One of these natural medicines is fenugreek (Trigonella foenum-graecum) seeds. A study published in the Journal of Dietary Supplements revealed that fenugreek seeds powder has a hypolipidemic effect, which means that it can be used to manage cholesterol levels.
Fenugreek has been used in alternative and Chinese medicine as a treatment for skin problems and other diseases for thousands of years. In more recent years, it has become a common household spice and a thickening agent. This herb is also used in various Indian and Asian cooking for its nutritional profile and slightly sweet, nutty taste.
For the study, researchers from Rabindranath Tagore Medical College and C.U. Shah Medical College in India evaluated the effect of fenugreek seeds powder on hyperlipidemia in an animal model. They fed 20 rabbits with pure cholesterol for eight weeks to cause hyperlipidemia.
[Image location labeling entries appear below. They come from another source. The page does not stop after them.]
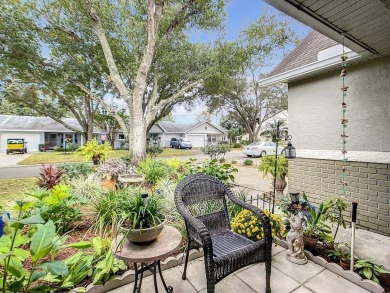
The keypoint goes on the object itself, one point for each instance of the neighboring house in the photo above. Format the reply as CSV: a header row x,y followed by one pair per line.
x,y
40,130
37,130
312,72
199,134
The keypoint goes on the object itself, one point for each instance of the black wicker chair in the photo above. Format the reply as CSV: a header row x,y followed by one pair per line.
x,y
201,200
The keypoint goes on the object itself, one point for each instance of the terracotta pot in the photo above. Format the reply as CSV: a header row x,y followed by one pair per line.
x,y
109,184
310,242
144,235
384,280
346,265
280,184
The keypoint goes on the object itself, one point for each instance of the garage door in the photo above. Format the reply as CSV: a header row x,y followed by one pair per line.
x,y
197,140
32,139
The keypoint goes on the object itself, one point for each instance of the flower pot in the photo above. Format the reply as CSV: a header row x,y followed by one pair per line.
x,y
310,242
384,280
345,264
144,235
109,184
280,184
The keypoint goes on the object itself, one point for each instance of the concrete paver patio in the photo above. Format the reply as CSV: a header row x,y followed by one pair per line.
x,y
286,277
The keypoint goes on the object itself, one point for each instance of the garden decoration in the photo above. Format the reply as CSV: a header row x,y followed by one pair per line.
x,y
294,237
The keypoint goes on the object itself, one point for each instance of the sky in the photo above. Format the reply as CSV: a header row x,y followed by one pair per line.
x,y
240,13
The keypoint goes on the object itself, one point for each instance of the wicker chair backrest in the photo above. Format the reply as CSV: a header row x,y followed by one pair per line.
x,y
205,198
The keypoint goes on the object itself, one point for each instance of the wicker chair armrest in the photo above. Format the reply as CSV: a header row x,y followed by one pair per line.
x,y
200,228
257,212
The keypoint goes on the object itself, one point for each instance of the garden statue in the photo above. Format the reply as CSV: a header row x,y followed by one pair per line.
x,y
294,239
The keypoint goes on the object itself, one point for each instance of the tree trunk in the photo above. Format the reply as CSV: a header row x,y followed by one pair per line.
x,y
137,139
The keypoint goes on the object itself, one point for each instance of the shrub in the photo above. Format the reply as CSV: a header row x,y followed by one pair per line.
x,y
222,171
247,225
76,169
154,170
87,187
216,151
153,150
112,168
49,176
59,206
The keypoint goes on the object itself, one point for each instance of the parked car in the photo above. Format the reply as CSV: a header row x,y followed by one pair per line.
x,y
261,149
180,143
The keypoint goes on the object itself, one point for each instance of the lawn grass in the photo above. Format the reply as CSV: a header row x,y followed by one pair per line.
x,y
12,190
60,157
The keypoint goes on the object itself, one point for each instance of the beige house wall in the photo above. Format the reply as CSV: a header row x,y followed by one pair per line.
x,y
315,109
315,124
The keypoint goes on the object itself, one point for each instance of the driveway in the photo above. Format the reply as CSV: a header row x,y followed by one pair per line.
x,y
12,159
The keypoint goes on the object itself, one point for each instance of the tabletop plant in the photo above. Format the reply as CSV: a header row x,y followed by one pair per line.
x,y
94,151
141,210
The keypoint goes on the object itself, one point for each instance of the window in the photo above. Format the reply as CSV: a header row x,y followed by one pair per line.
x,y
211,138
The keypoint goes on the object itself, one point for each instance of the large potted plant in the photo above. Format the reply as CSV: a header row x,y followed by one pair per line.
x,y
315,225
141,216
267,166
94,151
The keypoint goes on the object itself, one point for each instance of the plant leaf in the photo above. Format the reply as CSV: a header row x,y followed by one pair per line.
x,y
42,240
80,244
55,267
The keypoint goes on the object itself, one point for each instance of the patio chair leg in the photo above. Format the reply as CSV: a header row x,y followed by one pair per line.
x,y
268,276
186,262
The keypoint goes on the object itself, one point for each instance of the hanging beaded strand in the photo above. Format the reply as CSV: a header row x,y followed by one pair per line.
x,y
344,120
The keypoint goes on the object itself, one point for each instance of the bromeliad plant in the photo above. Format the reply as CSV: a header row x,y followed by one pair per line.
x,y
315,225
45,241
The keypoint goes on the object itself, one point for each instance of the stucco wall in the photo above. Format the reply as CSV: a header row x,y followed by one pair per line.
x,y
315,109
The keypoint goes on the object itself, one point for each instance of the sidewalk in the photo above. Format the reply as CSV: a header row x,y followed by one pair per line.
x,y
285,277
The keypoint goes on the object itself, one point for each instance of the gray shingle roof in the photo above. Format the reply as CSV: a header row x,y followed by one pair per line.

Then, they divided the subjects into two groups: a control group and a treatment group. The control group received a normal diet with two milliliters (ml) normal saline, while the treatment group received 500 milligrams per kilogram (mg/kg) body weight of fenugreek seeds powder every day four weeks.
The researchers measured the subjects’ lipid profile and weight at the start, the eighth week, and 12th week of the study. They compared the lipid profiles at the beginning of the study with the outcomes after cholesterol feeding. Cholesterol feeding caused a significant increase in body weight and lipid profile and a significant decline in high-density lipoprotein (HDL) cholesterol in both groups.
The supplementation of fenugreek seeds powder for four weeks led to significant reductions in the serum total cholesterol, low-density lipoprotein (LDL) cholesterol, and the atherogenic index, as well as an increase in the HDL cholesterol. These results indicated that fenugreek seeds powder has a hypolipidemic effect.
With these findings, the researchers concluded that fenugreek seeds powder can be used to manage cholesterol levels.
Other natural ways to manage your cholesterol
You can manage your cholesterol without using drug medications by making healthy lifestyle changes, such as:
- Following a heart-healthy diet: Make small changes to your diet, such as reducing saturated fats, eliminating trans fats, eating foods rich in omega-3 fatty acids, increasing soluble fiber intake, and including whey protein. Some cholesterol-lowering foods you can add to your diet are avocados, dark chocolate and cocoa, extra virgin olive oil, garlic, legumes, tea, vegetables, fatty fish like salmon and mackerel, nuts like almonds and walnuts, and whole grains, such as oats and barley. (Related: High cholesterol levels easily managed with these five nutritious foods.)
- Being more physically active: Exercising can help increase HDL cholesterol. The recommended amount of exercise a person should do is at least 30 minutes of moderate physical activity five times weekly or 20 minutes of vigorous aerobic activity thrice a week.
- Maintaining a healthy weight: Being overweight or obese contributes to high cholesterol. You can prevent weight gain or shed off some extra pounds by eating healthily and being more active.
- Quitting smoking: Cigarette smoking is bad for the heart, so quitting it will improve your blood pressure, heart rate, blood circulation, blood function, and HDL cholesterol level.
- Limiting alcohol consumption: Moderate intake of alcohol has been associated with higher HDL cholesterol levels and excessive consumption can result in serious health problems, such as high blood pressure, heart failure, and strokes.